Figure 5.9 Annualized rates of mortality due to infection on different days of the dialysis week, by age, 2010s

Maintenance hemodialysis is typically delivered three times a week, and concern has emerged that the two-day, or “long,” interval may be associated with higher than expected rates of adverse outcomes. To explore this issue, we look here at mortality rates by different days of the hemodialysis week among prevalent adult hemodialysis patients in 2010. In the framework of the “hemodialysis week,” HD1, for example, is defined as Monday for patients dialyzed on Monday, Wednesday, and Friday (MWF) and as Tuesday for those treated on Tuesday, Thursday, and Saturday (TTS). HD3 + 2, the second day of the long interval, is Sunday for MWS and Monday for TTS. Mortality rates in the overall population are highest, at 174 per 1,000 patient years, on the day following the long interval (HD1), and a sawtooth pattern is apparent, with rates declining and increasing every two days thereafter. This pattern is replicated in patients age 65 and older, with rates varying between 185 and 226, but some differences are seen in younger age groups. In patients age 20–39, mortality rates are highest on HD2+ 1 (57), lowest on HD3 (35), and the sawtooth pattern is absent. For ages 40–64, rates are substantially higher on HD1 (119), stable between HD1 + 1 (86) and HD3 + 1 (84), and intermediate on HD3 + 2 (96). Figures 5.8 and 5.9 show corresponding analyses for mortality rates attributed to cardiovascular disease and infection. Rates are highest on HD1 (87) for cardiovascular disease, and on HD1 + 1 (17.7) for infection. » Figures 5.7–9; see page 438 for analytical methods. January 1, 2010 point prevalent Medicare hemodialysis patients alive on January 31. Includes patients age 20 & older receiving hemodialysis three times weekly on a Monday–Wednesday–Friday or Tuesday–Thursday–Saturday schedule; HD1, HD2, & HD3, are the first, second, & third hemodialysis sessions. Rates for all patients are adjusted for age, gender, race, Hispanic ethnicity, & primary diagnosis; rates by age are adjusted for the other four factors. Ref: all included hemodialysis patients in 2010.

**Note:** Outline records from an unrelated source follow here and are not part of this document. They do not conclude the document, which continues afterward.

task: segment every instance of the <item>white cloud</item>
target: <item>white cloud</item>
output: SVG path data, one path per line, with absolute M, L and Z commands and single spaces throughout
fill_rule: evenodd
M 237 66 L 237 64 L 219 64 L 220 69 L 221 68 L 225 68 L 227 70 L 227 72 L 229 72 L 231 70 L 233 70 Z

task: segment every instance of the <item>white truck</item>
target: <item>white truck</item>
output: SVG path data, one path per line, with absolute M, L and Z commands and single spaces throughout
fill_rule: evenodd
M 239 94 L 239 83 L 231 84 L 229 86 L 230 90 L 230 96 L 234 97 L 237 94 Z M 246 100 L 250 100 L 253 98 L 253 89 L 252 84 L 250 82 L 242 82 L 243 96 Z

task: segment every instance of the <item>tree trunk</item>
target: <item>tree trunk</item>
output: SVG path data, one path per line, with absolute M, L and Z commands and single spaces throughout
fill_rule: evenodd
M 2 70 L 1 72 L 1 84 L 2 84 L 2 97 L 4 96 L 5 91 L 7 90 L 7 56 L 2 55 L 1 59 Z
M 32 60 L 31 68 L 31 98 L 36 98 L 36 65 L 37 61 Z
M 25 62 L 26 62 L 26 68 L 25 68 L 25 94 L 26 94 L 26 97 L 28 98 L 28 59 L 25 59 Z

Part D prescription drug coverage

Figure 6.2 Sources of prescription drug coverage in Medicare ESRD enrollees compared to gen. Medicare & Medicare-enrolled CKD populations, 2010

Many elderly, disabled individuals and those with ESRD have Medicare coverage; these patients can enroll in Medicare Part D for prescription drug coverage. Seventy-seven and 64 percent of hemodialysis and peritoneal dialysis patients were enrolled in Part D in 2010, compared to 56–60 percent of general Medicare patients (with or without CKD) and transplant patients.Compared to general Medicare and CKD patients enrolled in Part D, a higher proportion of Part D-enrolled hemodialysis, peritoneal dialysis, and transplant patients (73, 63, and 61 percent compared to 37–50 percent) receive the low-income subsidy (LIS). A higher percentage of patients on peritoneal dialysis or with a transplant have no known prescription drug coverage, but many of these patients are employed and may have coverage that is not tracked by Medicare. Point prevalent Medicare enrollees alive on January 1, 2010.

Figure 6.5 Patients enrolled in Part D, by dual eligibility & low income subsidy (LIS) status, 2010

Patients dually-enrolled in Medicaid and Medicare qualify for the LIS, and, if they do not choose a plan, are automatically enrolled in a Medicare Part D plan. Sixty-four percent of hemodialysis patients with Part D coverage are dually-eligible LIS beneficiaries, compared to 32 percent of the general Medicare population. An additional but smaller proportion of patients (6–12 percent) receive the LIS after an application documenting low income and resources. Point prevalent Medicare enrollees alive on January 1.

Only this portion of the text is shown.